UK Supreme Court President Lord Robert Reed said he and Lord Patrick Hodge were resigning from the court over the threat to civil freedoms posed by the new law.
“The judges of the Supreme Court cannot continue to sit in Hong Kong without appearing to endorse an administration which has departed from values of political freedom, and freedom of expression,” Lord Reed said.
The Hong Kong Court of Final Appeal hears many of the territory’s highest profile cases, often ruling on key questions over civil and political liberties.
Senior British judges have sat on the court since 1997 as part of an agreement when Hong Kong was handed over to China by the UK.
UK Foreign Secretary Liz Truss endorsed the decision, saying the participation of top British judges in Hong Kong’s legal system risked legitimising oppression.
“We have seen a systematic erosion of liberty and democracy in Hong Kong,” Ms Truss said.
“Since the National Security Law was imposed, authorities have cracked down on free speech, the free press and free association.”
The UK – which ruled over Hong Kong for 150 years – claims the 2020 law breaches the agreement under which Britain handed over the territory to China in 1997.
China says the law is needed to bring stability to Hong Kong after mass pro-democracy protests in 2019, and that it includes human rights safeguards.

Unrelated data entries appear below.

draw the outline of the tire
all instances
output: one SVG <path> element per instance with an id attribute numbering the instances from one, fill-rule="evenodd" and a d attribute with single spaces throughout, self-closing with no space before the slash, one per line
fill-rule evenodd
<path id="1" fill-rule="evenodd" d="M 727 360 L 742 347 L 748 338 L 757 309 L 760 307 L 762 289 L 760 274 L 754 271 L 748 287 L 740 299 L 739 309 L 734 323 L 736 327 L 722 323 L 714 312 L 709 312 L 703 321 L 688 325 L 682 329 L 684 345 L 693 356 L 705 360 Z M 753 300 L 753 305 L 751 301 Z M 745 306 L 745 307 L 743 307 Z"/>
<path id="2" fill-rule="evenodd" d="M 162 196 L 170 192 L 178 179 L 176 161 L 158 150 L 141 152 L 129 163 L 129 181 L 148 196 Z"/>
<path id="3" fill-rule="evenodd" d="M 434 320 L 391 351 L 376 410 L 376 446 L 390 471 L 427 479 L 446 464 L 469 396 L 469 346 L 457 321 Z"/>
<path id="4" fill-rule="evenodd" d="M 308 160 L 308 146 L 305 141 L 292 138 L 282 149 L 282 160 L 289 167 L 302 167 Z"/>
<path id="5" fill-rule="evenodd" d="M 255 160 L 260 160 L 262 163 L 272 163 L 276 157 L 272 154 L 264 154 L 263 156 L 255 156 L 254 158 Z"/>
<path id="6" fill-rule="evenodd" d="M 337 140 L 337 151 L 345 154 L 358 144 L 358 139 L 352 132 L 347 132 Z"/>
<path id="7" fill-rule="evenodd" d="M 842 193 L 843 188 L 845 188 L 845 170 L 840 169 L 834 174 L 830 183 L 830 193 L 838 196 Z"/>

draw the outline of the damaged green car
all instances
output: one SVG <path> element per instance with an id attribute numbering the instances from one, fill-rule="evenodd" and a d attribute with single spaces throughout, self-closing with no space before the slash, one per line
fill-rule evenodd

Hong Kong’s Chief Executive Carrie Lam said the decision meant the UK government was effectively ending an agreement that has been in place since 1997, and pushed back against the criticism of the national security law.

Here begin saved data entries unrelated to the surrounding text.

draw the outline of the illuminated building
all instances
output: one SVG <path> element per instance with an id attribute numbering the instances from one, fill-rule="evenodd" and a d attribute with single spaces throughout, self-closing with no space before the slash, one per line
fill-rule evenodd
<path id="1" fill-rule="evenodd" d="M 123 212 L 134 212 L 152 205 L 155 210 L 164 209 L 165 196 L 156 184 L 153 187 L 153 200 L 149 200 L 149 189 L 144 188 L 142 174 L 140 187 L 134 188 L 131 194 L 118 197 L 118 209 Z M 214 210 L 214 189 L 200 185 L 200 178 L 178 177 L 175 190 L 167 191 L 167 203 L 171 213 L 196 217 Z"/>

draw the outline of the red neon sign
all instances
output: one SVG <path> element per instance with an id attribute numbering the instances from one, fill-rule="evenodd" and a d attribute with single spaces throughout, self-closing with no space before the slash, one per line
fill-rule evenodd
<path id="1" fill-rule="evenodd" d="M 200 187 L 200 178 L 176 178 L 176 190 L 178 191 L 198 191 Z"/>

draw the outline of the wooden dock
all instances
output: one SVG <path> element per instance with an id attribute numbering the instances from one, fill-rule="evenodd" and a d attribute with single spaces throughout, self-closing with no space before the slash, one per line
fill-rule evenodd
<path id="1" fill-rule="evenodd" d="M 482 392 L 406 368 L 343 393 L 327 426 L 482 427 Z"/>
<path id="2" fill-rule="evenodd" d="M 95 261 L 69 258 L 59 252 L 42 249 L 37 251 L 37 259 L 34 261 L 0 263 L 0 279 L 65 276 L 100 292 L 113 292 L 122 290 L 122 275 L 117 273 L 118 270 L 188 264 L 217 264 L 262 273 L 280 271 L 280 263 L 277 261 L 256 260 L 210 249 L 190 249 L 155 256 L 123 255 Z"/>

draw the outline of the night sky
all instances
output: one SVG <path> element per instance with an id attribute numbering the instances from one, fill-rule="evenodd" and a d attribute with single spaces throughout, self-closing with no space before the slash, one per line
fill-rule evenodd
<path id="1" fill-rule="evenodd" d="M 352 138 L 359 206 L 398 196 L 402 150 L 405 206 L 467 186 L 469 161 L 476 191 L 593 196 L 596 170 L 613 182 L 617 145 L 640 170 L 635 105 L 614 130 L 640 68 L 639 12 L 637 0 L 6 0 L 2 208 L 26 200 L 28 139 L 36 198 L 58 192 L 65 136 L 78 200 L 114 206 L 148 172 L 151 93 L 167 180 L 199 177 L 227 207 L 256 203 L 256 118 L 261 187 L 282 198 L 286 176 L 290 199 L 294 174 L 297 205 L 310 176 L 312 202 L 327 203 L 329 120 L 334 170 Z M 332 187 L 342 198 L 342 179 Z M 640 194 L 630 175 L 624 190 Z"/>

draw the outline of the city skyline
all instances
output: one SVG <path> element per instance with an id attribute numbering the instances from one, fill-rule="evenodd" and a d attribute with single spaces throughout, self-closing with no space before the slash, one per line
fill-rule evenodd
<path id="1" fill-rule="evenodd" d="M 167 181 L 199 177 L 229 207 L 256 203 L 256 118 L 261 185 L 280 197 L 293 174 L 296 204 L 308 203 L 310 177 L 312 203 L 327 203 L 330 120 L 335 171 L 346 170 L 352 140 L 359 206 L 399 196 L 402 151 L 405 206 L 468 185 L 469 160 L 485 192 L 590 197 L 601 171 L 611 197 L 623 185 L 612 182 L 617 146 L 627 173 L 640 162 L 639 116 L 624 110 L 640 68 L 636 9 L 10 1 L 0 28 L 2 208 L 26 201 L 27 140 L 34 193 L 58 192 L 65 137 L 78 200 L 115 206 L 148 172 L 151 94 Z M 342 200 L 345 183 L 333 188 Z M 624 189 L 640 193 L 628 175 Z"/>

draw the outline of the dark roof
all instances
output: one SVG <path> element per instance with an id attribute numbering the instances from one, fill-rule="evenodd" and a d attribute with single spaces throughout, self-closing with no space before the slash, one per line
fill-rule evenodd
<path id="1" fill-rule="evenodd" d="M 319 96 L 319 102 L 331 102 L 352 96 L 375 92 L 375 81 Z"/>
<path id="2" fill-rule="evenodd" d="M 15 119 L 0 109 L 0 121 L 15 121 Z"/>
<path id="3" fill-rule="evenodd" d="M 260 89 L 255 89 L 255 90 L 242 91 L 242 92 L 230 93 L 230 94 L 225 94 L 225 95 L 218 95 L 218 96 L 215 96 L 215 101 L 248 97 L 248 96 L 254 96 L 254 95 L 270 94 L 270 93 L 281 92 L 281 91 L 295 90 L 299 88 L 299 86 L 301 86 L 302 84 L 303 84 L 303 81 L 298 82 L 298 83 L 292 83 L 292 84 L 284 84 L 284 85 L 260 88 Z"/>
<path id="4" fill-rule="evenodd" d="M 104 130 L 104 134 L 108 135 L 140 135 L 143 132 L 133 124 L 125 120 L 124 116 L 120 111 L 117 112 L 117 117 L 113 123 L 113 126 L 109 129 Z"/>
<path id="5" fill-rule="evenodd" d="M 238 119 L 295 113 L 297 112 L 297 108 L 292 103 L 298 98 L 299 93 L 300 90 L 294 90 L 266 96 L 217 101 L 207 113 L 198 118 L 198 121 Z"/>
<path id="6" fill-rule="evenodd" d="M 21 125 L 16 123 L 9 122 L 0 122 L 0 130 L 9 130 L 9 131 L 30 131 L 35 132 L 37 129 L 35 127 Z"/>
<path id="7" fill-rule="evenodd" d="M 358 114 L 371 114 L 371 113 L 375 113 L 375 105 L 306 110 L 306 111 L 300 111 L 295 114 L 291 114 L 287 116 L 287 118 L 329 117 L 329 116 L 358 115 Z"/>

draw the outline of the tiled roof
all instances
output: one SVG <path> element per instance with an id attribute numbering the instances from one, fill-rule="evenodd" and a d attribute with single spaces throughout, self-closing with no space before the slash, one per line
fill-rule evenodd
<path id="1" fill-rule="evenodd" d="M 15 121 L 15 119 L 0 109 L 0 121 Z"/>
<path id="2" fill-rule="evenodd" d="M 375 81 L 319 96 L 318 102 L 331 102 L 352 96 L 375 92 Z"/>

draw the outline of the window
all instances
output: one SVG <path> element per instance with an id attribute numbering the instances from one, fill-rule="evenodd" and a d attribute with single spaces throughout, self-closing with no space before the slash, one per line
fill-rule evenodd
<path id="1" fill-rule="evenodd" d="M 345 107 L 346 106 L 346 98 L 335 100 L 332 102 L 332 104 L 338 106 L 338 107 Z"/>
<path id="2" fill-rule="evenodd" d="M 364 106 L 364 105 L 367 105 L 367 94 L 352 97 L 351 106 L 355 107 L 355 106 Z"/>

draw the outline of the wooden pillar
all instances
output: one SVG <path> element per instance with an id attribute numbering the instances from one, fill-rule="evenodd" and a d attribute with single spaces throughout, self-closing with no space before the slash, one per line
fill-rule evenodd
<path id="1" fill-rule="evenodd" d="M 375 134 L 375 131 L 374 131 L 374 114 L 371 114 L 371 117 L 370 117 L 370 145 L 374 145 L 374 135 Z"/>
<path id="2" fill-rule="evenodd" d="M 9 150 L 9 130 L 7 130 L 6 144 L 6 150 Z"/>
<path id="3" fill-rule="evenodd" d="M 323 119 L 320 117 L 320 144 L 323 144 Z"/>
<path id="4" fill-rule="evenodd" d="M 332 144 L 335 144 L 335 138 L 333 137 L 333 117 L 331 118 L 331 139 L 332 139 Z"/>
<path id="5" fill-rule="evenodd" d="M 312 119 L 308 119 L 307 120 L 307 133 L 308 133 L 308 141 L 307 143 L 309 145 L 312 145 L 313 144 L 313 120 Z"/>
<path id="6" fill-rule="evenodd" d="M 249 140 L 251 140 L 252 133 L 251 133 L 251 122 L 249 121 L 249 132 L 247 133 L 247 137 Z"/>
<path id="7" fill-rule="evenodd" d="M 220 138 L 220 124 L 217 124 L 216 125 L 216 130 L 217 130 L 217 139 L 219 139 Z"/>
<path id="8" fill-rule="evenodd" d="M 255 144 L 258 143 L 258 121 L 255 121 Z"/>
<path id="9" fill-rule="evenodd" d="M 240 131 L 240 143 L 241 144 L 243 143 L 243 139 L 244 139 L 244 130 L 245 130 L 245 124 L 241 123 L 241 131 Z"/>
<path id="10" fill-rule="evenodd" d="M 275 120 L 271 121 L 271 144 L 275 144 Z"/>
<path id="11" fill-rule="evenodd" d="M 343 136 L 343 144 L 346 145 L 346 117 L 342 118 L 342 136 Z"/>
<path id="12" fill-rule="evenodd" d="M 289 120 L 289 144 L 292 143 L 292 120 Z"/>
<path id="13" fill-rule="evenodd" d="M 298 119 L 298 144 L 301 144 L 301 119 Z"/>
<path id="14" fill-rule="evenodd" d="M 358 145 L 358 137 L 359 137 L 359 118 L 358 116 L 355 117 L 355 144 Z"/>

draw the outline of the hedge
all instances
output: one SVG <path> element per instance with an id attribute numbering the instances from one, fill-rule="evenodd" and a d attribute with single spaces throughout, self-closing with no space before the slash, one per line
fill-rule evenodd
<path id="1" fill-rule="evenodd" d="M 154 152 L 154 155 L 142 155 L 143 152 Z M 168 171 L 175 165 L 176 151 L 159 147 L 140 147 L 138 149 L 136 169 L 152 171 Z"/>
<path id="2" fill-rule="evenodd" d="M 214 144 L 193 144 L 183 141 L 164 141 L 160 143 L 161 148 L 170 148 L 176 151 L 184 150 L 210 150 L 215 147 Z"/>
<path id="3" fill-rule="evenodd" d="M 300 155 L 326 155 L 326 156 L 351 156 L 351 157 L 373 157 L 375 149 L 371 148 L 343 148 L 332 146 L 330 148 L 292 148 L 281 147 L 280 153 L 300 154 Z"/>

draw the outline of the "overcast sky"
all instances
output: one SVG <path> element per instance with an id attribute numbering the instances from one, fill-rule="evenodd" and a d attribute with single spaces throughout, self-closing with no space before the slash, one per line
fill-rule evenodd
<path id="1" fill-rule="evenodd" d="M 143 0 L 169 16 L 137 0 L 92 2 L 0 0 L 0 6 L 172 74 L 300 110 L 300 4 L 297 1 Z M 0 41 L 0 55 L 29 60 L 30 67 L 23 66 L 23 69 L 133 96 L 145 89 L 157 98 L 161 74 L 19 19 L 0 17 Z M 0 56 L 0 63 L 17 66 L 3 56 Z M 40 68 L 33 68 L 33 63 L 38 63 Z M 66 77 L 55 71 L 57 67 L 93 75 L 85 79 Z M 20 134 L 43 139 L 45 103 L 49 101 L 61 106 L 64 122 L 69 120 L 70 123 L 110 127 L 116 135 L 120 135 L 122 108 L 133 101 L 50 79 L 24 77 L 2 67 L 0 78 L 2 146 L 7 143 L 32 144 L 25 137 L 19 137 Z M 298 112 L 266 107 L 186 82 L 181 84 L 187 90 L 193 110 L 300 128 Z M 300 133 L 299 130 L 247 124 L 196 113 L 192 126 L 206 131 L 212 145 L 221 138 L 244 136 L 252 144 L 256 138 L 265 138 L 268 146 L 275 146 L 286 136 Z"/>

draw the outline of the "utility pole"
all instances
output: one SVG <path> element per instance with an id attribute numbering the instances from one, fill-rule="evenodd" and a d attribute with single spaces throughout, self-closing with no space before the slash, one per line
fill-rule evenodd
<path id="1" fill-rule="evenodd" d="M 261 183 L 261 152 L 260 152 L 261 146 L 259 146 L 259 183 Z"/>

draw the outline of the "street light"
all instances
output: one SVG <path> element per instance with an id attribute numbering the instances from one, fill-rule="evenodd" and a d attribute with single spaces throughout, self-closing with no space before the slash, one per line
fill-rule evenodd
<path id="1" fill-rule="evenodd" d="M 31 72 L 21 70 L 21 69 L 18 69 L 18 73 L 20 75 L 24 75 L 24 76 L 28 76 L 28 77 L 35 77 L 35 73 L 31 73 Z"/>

“We must vehemently refute any unfounded allegations that the judges’ resignations have anything to do with the introduction of the Hong Kong national security law or the exercise of freedom of speech and political freedom,” Ms Lam said.

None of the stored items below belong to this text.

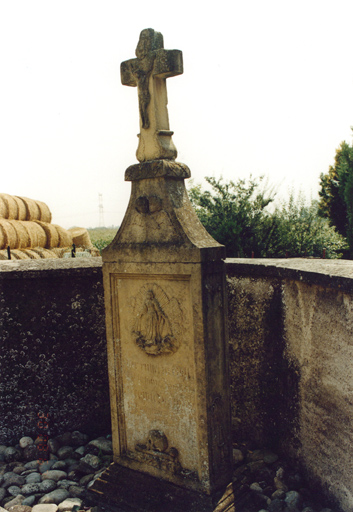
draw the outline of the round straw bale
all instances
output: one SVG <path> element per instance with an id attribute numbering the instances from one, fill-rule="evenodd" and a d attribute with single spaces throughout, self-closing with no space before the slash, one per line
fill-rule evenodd
<path id="1" fill-rule="evenodd" d="M 19 241 L 16 229 L 13 227 L 11 222 L 5 219 L 0 219 L 0 225 L 5 234 L 5 248 L 10 246 L 10 249 L 17 249 Z"/>
<path id="2" fill-rule="evenodd" d="M 0 217 L 3 219 L 7 219 L 7 201 L 5 200 L 6 194 L 0 194 Z"/>
<path id="3" fill-rule="evenodd" d="M 50 252 L 56 254 L 58 258 L 62 258 L 66 250 L 66 247 L 53 247 L 52 249 L 50 249 Z"/>
<path id="4" fill-rule="evenodd" d="M 15 201 L 15 198 L 13 196 L 10 196 L 9 194 L 1 194 L 3 201 L 6 204 L 7 213 L 6 218 L 7 219 L 17 219 L 18 218 L 18 206 Z"/>
<path id="5" fill-rule="evenodd" d="M 53 251 L 50 251 L 49 249 L 44 249 L 43 247 L 36 247 L 35 249 L 31 249 L 32 252 L 36 252 L 37 254 L 39 254 L 39 256 L 43 259 L 50 259 L 50 258 L 55 258 L 55 259 L 58 259 L 59 256 L 57 254 L 55 254 L 55 252 Z"/>
<path id="6" fill-rule="evenodd" d="M 4 251 L 3 249 L 0 251 L 0 260 L 8 260 L 8 254 L 7 251 Z"/>
<path id="7" fill-rule="evenodd" d="M 68 231 L 72 236 L 72 242 L 77 247 L 86 247 L 87 249 L 93 247 L 86 228 L 70 228 Z"/>
<path id="8" fill-rule="evenodd" d="M 21 252 L 25 253 L 31 260 L 40 260 L 41 258 L 40 254 L 38 254 L 34 249 L 22 249 Z"/>
<path id="9" fill-rule="evenodd" d="M 36 221 L 45 231 L 45 235 L 47 237 L 46 248 L 51 249 L 52 247 L 59 246 L 59 233 L 56 227 L 53 224 L 48 224 L 48 222 L 41 222 L 39 220 Z"/>
<path id="10" fill-rule="evenodd" d="M 21 244 L 20 248 L 31 247 L 31 235 L 29 234 L 29 221 L 19 220 L 18 224 L 22 226 L 21 229 Z"/>
<path id="11" fill-rule="evenodd" d="M 26 220 L 40 220 L 40 209 L 36 201 L 28 197 L 21 197 L 21 199 L 26 206 Z"/>
<path id="12" fill-rule="evenodd" d="M 7 247 L 6 242 L 7 242 L 6 231 L 0 222 L 0 249 L 6 249 L 6 247 Z"/>
<path id="13" fill-rule="evenodd" d="M 62 228 L 61 226 L 58 226 L 57 224 L 52 224 L 52 226 L 55 226 L 58 234 L 59 234 L 59 245 L 58 247 L 69 247 L 72 245 L 72 236 L 67 229 Z"/>
<path id="14" fill-rule="evenodd" d="M 37 222 L 26 222 L 26 227 L 31 238 L 30 247 L 45 247 L 47 236 L 44 229 Z"/>
<path id="15" fill-rule="evenodd" d="M 26 220 L 26 217 L 27 217 L 27 209 L 26 209 L 26 205 L 22 199 L 22 197 L 19 197 L 19 196 L 13 196 L 14 200 L 16 201 L 17 203 L 17 208 L 18 208 L 18 214 L 17 214 L 17 219 L 18 220 Z"/>
<path id="16" fill-rule="evenodd" d="M 51 211 L 49 206 L 43 203 L 43 201 L 36 201 L 38 209 L 40 211 L 40 219 L 42 222 L 51 222 Z"/>
<path id="17" fill-rule="evenodd" d="M 16 249 L 25 249 L 26 247 L 29 247 L 29 237 L 28 237 L 28 231 L 23 226 L 24 221 L 20 220 L 8 220 L 11 224 L 11 226 L 15 229 L 17 234 L 17 247 Z"/>
<path id="18" fill-rule="evenodd" d="M 27 254 L 26 250 L 12 249 L 11 250 L 11 259 L 12 260 L 29 260 L 30 256 L 29 256 L 29 254 Z"/>

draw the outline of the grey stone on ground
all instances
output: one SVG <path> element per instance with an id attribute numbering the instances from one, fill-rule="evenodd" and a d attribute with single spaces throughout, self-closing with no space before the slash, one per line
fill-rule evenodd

A Hong Kong government spokesperson added: “we could find no substantiation or evidence to justify sweeping statements accusing the Hong Kong administration of departing from the above fundamental rights and freedoms”.
The role of foreign judges in Hong Kong’s courts has been legally guaranteed since the territory was returned to China, intending to maintain the common law tradition established under British rule.
Non-permanent judges from Canada, Australia, and New Zealand also sit on the court, as well other judges with British nationality.
A spokesperson for the UK Supreme Court confirmed to the BBC that the remaining six British judges who have seats on the Hong Kong court will be left to decide independently if they wish to retain their posts.
Hong Kong pro-democracy activist Nathan Law, who is living in political exile in the UK and has previously had a high-profile case heard by the court, welcomed the decision but said it had come too late.
Mr Law said that any judge sitting on the court must “believe the rule of law is still intact in Hong Kong”, and called on the remaining British and overseas judges to resign.
“All judges from democratic countries who still are sitting in Hong Kong’s court should resign in order to reiterate the fact that the rule of law in Hong Kong is severely damaged under the national security law,” he told the BBC.
“The national security law has given the Beijing government a convenient legal weapon to prosecute democratic campaigners and criminalize free speech.”
The Chinese foreign ministry describes Mr. Law as a “criminal suspect” wanted by police.